To help us develop patience there are many strategies, such as watching and guiding our breath, or repeating a mantra. Their core effect is an attitude of patience that then spills over into a calm mind and body.
One minute of patience, ten years of peace. Greek proverb
Witnessing with Good Humoured Compassion
Then there is that fundamental core part of meditation, which is the ability to mentally step back and observe everything and anything with compassion, care and good humour. This includes witnessing all the many sensations that arise in our bodies and, of course, being able to observe our own thoughts.
For many of us, therefore, the real issue with the chattering mind is not its chattering. The real problem is that we not able to step back and watch it with good humoured compassion.
One of my earliest teachers once said to me that there are two types of meditator — those who require the mind to be silent and those who can happily meditate with the mind burbling in the background. What is certain is that we have to develop that part of our psyche that can observe our minds at work. What shall we call it — higher mind, witness, observer, big mind, soul . . .?
In some militaristic schools of meditation there is a cold, abrupt and disciplined approach to developing this witnessing bigger mind. It is bootcamp enlightenment. Wake up! Observe! Witness!
This patriarchal approach to mindfulness has its source, I surmise, in those meditation traditions that are related to martial arts and to hierarchical monasteries and abbeys. This harsh approach of shock consciousness awakening can work well providing it is balanced with love and compassion.
The better, more appropriate and, I suggest, easier way into good-humoured self-observation is to develop an attitude of tolerance and kindness.
When stuff arises and the mind chatters, do not amplify the speeding brain electrochemistry with criticism and irritation. Instead drop down into an ambience of love and friendship. Ah. There I go again. Bless. And this attitude then becomes the foundation and the mood that support our ability to witness.
Assess and Guide Your Mind
Finally there is a strategy that usually surprises students and colleagues.

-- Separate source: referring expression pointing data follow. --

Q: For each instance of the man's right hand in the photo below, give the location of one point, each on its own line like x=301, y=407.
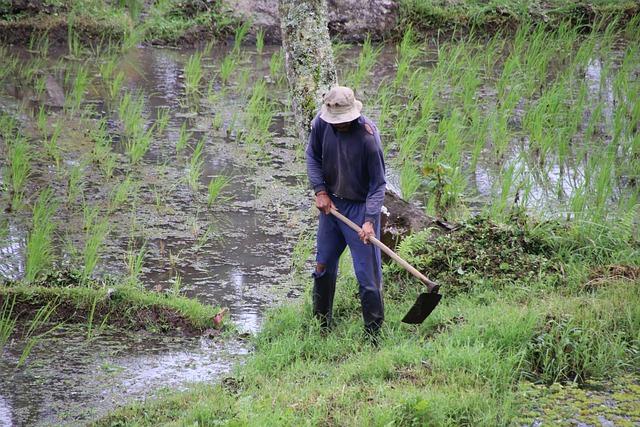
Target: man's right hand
x=324, y=203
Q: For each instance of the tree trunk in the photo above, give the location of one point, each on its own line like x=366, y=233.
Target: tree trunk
x=311, y=72
x=308, y=57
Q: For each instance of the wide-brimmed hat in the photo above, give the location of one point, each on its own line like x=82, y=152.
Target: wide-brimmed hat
x=340, y=106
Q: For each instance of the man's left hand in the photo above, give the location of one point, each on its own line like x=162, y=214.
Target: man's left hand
x=367, y=231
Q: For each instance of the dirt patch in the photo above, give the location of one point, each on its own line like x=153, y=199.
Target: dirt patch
x=89, y=31
x=479, y=252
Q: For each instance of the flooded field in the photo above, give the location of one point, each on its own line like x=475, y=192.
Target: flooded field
x=173, y=169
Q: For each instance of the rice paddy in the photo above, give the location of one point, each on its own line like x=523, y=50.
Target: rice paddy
x=147, y=169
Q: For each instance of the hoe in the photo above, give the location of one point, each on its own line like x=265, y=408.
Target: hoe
x=426, y=301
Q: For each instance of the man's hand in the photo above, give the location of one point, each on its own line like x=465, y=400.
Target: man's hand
x=367, y=231
x=324, y=203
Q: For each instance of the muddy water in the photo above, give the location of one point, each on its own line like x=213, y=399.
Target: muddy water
x=234, y=254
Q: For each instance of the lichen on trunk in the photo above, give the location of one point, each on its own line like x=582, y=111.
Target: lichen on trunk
x=308, y=57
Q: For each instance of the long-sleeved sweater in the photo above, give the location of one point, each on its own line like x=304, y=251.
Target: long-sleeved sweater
x=348, y=164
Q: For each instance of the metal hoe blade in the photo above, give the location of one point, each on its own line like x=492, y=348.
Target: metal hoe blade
x=422, y=308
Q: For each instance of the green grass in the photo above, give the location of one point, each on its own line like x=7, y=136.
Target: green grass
x=121, y=305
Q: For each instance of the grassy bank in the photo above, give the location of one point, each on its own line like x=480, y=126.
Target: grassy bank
x=431, y=16
x=103, y=23
x=99, y=304
x=470, y=363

When your mind is chattering away, ask yourself a simple question. Is my chatter useful? If the chatter is useful, let it continue and appreciate its value. If the chatter is not useful, then guide it into something that is constructive.
In my meditation today, before I started to write this blog, I found that my mind was exploring what I should write, contemplating different approaches. This is ironic, I thought. My chattering mind is chattering about managing chattering. However —I assess that this is useful and creative. Where better to contemplate writing an article on monkey mind and meditation than in meditation?

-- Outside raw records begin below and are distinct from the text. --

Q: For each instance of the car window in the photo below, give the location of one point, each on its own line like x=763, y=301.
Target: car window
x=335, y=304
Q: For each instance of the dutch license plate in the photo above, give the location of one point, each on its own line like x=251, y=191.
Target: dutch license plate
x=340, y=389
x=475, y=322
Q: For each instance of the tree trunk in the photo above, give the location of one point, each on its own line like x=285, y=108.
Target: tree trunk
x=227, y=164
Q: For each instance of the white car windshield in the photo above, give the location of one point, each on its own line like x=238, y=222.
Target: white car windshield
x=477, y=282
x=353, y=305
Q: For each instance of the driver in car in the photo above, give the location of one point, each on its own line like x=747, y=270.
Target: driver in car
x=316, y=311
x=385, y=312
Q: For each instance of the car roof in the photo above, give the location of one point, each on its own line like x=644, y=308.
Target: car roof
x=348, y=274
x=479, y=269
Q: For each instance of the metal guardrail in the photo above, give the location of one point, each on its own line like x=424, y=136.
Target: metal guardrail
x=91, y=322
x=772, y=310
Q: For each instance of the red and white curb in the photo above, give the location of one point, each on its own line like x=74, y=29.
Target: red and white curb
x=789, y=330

This is the essence of contemplative meditation. We deliberately allow our minds to contemplate a subject for which we welcome insights and wisdom. This is classic meditation practice. The most profound school of Christian meditation, the Exercises of St. Ignatius of Loyola, is precisely a series of contemplations on the life of Jesus. Buddhist meditation is sometimes described as enquiry.
In my own daily practice I welcome my mind contemplating what is happening in my life. I think of this as clearing my desk. I have many things in my life that deserve careful contemplation and consideration. Where better to ponder these things than in a meditative state where I am at ease, connected, watchful and caring? For example, difficult relationships can be explored in meditation, where there are no external stimuli muddying our clarity. In meditation we can contemplate our psychologies, patterns, woundings, ‘hungry ghosts’ and bring loving awareness to them.
And if you find yourself thinking about what to cook for dinner, you can assess whether that is a useful contemplation. It might be useful if you guided your thinking to include diet and wellbeing. The choice is yours. This is one of the great gifts of meditation. Inside the privacy of your silence you can do whatever you assess to be best for you.
I once queried an abbot who taught meditation and emptying. In your silence, I asked, don’t you contemplate your fellows and your visitors and explore what might best serve them? Of course I do, came the calm smiling response.
And there we have it — the internal emptiness has space for wise contemplative enquiry. We just need to be watchful and carefully guide ourselves.
So to repeat the three strategies:
Develop good humoured and compassionate witnessing.
Assess your thinking and guide it to be useful contemplation.